Trump, the Republican nominee, rarely goes a day without upending the norms of civility or flouting the Constitution. Yet Clinton, the first woman to top a major party national ticket, enters the most consequential battle of her eventful life essentially tied with Trump in the polls — and with a 38% favorability rating that reflects both relentless GOP attacks and self-inflicted wounds.
Clinton went into her speech knowing she needed to inspire more trust and be seen as a credible “change-maker” in a year when most voters are dissatisfied with the status quo. Reaching out to Bernie Sanders supporters, she said of the progressive party platform, “We wrote it together, now let’s go out and make it happen together.” Her “primary mission” as president, she added, would be to increase economic opportunity for American workers.
Like the convention itself, Clinton’s nearly hour-long speech was designed to showcase her life in the policy trenches, fighting not for revolution but for change nonetheless.

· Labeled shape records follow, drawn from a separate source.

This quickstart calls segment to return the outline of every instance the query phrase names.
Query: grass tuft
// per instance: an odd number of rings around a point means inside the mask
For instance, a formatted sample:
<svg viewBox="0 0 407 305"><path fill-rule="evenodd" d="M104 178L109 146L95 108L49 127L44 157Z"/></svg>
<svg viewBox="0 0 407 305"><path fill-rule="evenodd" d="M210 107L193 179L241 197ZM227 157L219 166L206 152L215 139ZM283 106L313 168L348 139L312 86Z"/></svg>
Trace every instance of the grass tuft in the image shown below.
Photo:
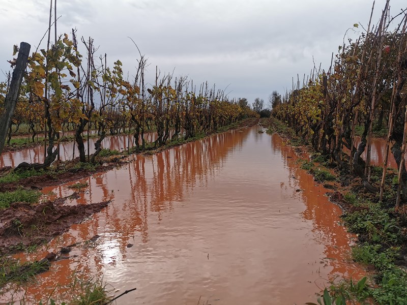
<svg viewBox="0 0 407 305"><path fill-rule="evenodd" d="M0 193L0 209L7 208L14 202L36 203L38 202L41 196L41 193L38 191L22 189Z"/></svg>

She invoked her 1996 book on the fate of children, It Takes a Village, saying it means that we are “stronger together” (her campaign slogan) and that nobody can lift a country alone (a direct rebuke to Trump’s assertions last week in Cleveland that he alone can fix the nation’s problems).
Even with the gulfs between Clinton and Trump on issues ranging from immigration to guns to climate change, temperament and character are at the forefront of this unusual presidential campaign between two unusually unpopular candidates.
Clinton made an extensive case against the rival she called easily provoked. “A man you can bait with a tweet is not a man you can trust with nuclear weapons,” she said. She did not address her own vulnerabilities — huge Wall Street speaking fees and the private email fiasco that prompted the FBI director to conclude this month that she was “extremely careless” in handling classified data as secretary of State.
The election is a choice between two imperfect nominees. And one of them is so erratic that the “sane, competent” standard laid out Wednesday by independent billionaire and former New York mayor Michael Bloomberg might come to define that choice.
Another way of looking at it: Clinton is running a competent campaign, and Trump is running a chaotic campaign that inescapably looks like a preview of a Trump White House. He has resisted so many pleas to become more “presidential” that it seems futile to expect he will.
Virtually every minute of Clinton’s convention conveyed her history as a woman “in the arena,” as President Obama put it in a nod to Theodore Roosevelt. You don’t need to like or agree with Clinton to recognize her persistence and toughness.
If nothing else, her speech made it clear that she won’t be daunted by Trump, and she will fight him for every last vote.